Sunday is my last day. We are both sad our visit is over. We play more Scrabble, more Trivia, Connect four and some other games. We’ve both enjoyed our time together. It’s been great to see children with their fathers. I hear one daughter express her regret that she won’t see her Dad again for two whole weeks. Though my son and I have video visits weekly, I probably won’t return to this prison for at least six months. I cry on the way out, another mother comforts me. Her son has been in for nine years. He will be getting out in a few months. She is both pleased and fearful at how he will manage.

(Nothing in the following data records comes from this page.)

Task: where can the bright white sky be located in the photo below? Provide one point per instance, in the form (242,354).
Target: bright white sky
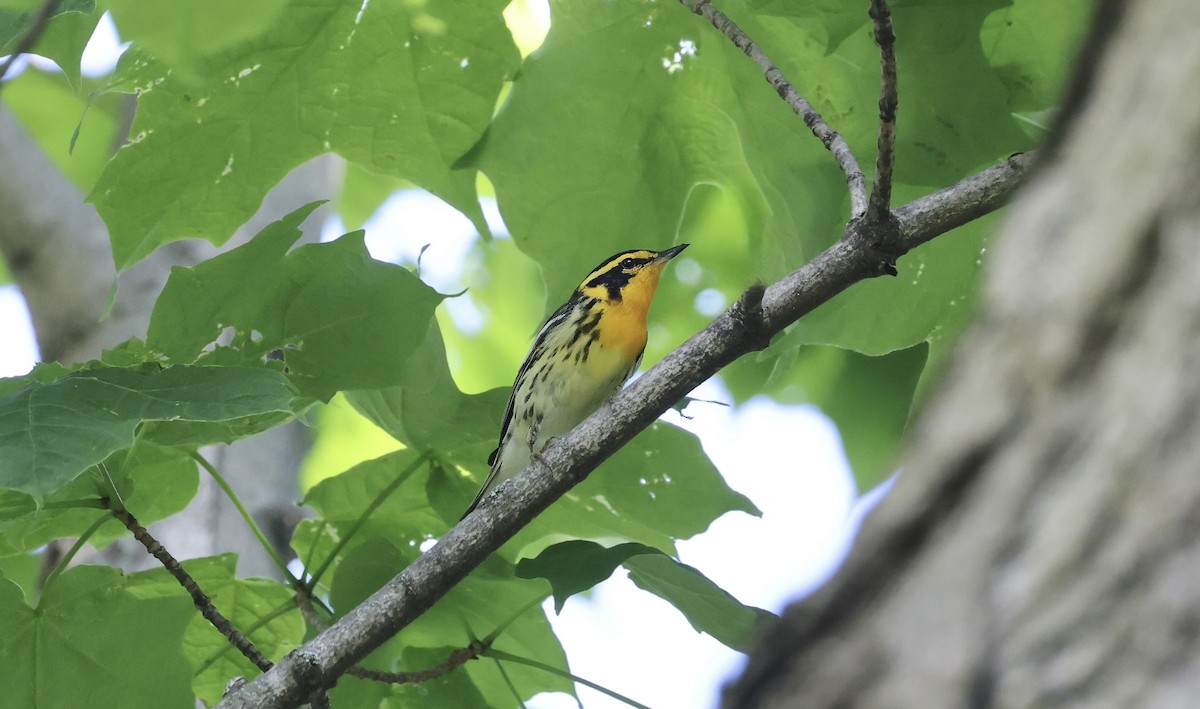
(786,460)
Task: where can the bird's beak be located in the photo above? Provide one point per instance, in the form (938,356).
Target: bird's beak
(665,256)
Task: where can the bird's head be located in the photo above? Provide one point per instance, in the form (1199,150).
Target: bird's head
(629,277)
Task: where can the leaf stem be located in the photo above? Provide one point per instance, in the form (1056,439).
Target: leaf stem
(250,520)
(75,548)
(363,518)
(502,655)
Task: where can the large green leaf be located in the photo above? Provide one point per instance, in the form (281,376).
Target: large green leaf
(49,433)
(575,566)
(63,38)
(429,412)
(658,488)
(403,89)
(337,318)
(251,605)
(51,113)
(154,482)
(687,126)
(93,643)
(707,607)
(491,598)
(184,34)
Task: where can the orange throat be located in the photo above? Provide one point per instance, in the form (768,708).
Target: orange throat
(623,328)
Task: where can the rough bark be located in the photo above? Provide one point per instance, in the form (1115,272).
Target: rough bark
(58,252)
(1041,546)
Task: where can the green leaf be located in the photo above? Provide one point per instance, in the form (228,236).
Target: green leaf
(340,318)
(183,34)
(707,607)
(486,600)
(154,481)
(49,433)
(52,113)
(575,566)
(64,37)
(75,648)
(402,89)
(427,410)
(1026,43)
(702,131)
(869,398)
(659,488)
(246,602)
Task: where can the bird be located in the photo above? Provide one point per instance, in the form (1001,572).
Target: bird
(583,354)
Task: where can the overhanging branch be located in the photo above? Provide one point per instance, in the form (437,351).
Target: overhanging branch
(739,330)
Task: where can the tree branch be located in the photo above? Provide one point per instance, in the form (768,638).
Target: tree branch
(31,35)
(833,140)
(202,601)
(742,329)
(885,157)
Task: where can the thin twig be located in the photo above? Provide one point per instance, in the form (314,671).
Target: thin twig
(575,678)
(455,660)
(885,158)
(833,140)
(203,602)
(31,35)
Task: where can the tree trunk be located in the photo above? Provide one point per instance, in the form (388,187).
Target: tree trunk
(1041,545)
(59,254)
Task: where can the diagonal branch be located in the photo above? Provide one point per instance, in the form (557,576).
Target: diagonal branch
(744,328)
(885,157)
(833,140)
(202,601)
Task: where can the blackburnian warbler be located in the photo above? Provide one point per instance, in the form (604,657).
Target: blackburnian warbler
(582,355)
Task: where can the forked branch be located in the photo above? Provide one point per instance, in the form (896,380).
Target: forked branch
(832,139)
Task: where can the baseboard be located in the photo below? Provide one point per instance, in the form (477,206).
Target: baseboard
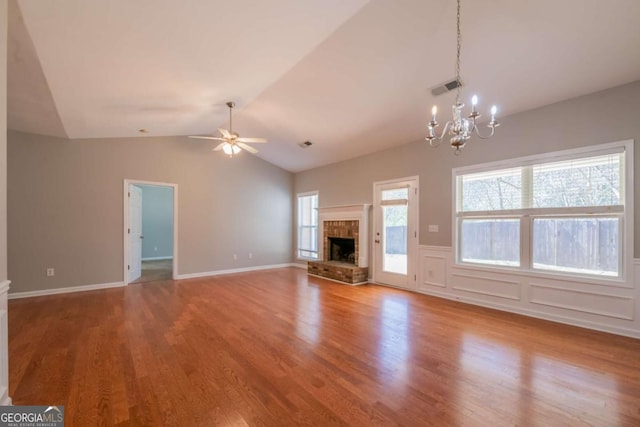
(69,289)
(538,315)
(5,400)
(234,270)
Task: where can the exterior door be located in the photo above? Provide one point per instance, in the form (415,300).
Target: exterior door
(135,232)
(395,232)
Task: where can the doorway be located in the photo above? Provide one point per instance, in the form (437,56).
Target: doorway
(150,232)
(395,228)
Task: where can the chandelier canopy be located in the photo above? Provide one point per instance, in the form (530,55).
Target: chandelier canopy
(460,128)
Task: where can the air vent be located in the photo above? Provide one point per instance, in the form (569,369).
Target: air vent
(445,87)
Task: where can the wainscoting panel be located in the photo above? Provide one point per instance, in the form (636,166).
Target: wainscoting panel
(490,286)
(591,304)
(583,301)
(433,270)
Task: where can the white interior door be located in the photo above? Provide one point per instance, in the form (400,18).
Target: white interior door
(395,232)
(135,232)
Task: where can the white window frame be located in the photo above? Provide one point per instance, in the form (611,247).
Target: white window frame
(526,234)
(298,226)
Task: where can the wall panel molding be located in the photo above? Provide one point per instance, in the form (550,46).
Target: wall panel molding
(490,286)
(620,307)
(589,303)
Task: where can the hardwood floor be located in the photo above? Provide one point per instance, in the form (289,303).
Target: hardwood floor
(277,348)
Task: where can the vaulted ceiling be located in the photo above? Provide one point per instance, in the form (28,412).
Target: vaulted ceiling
(351,76)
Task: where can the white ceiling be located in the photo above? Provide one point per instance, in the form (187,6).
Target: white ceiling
(352,76)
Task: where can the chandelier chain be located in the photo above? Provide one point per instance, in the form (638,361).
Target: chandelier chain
(458,56)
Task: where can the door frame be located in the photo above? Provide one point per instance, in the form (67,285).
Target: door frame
(125,238)
(412,243)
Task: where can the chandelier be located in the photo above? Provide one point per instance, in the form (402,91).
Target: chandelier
(460,128)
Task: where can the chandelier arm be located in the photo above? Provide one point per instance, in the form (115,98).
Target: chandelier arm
(493,131)
(444,131)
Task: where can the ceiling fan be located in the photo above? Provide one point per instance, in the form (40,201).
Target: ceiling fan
(232,143)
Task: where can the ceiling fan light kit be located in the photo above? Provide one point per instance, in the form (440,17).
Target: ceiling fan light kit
(460,128)
(232,143)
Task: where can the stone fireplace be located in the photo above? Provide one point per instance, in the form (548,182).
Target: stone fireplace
(343,253)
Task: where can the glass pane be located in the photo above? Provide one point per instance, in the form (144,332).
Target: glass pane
(491,191)
(490,241)
(308,238)
(592,181)
(394,239)
(577,245)
(308,226)
(396,194)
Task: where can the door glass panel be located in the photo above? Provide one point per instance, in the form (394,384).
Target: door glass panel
(394,237)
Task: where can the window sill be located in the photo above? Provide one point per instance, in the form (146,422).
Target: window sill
(541,274)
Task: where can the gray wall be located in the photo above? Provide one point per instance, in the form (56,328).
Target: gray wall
(157,221)
(607,116)
(3,141)
(65,207)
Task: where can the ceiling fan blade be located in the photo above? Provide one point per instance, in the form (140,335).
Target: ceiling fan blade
(252,140)
(203,137)
(247,147)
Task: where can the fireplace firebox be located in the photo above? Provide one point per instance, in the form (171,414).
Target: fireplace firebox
(342,250)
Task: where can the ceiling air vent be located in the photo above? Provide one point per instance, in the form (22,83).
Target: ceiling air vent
(445,87)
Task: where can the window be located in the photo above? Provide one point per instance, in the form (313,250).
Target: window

I continue to wonder how my son came to act as he did. I continue to try to understand if I did anything wrong. My son says it is all his own doing, I did nothing wrong. I believe that is correct. Human behavior is a bafflement. I can only provide support and love and hope that will be enough to get him through, however long it will be for him. I listen to the same Christian pop station on the way back to the airport. It comforts me; though I am not Christian, the message resonates. I understand its appeal. I will keep it in mind until our next visit.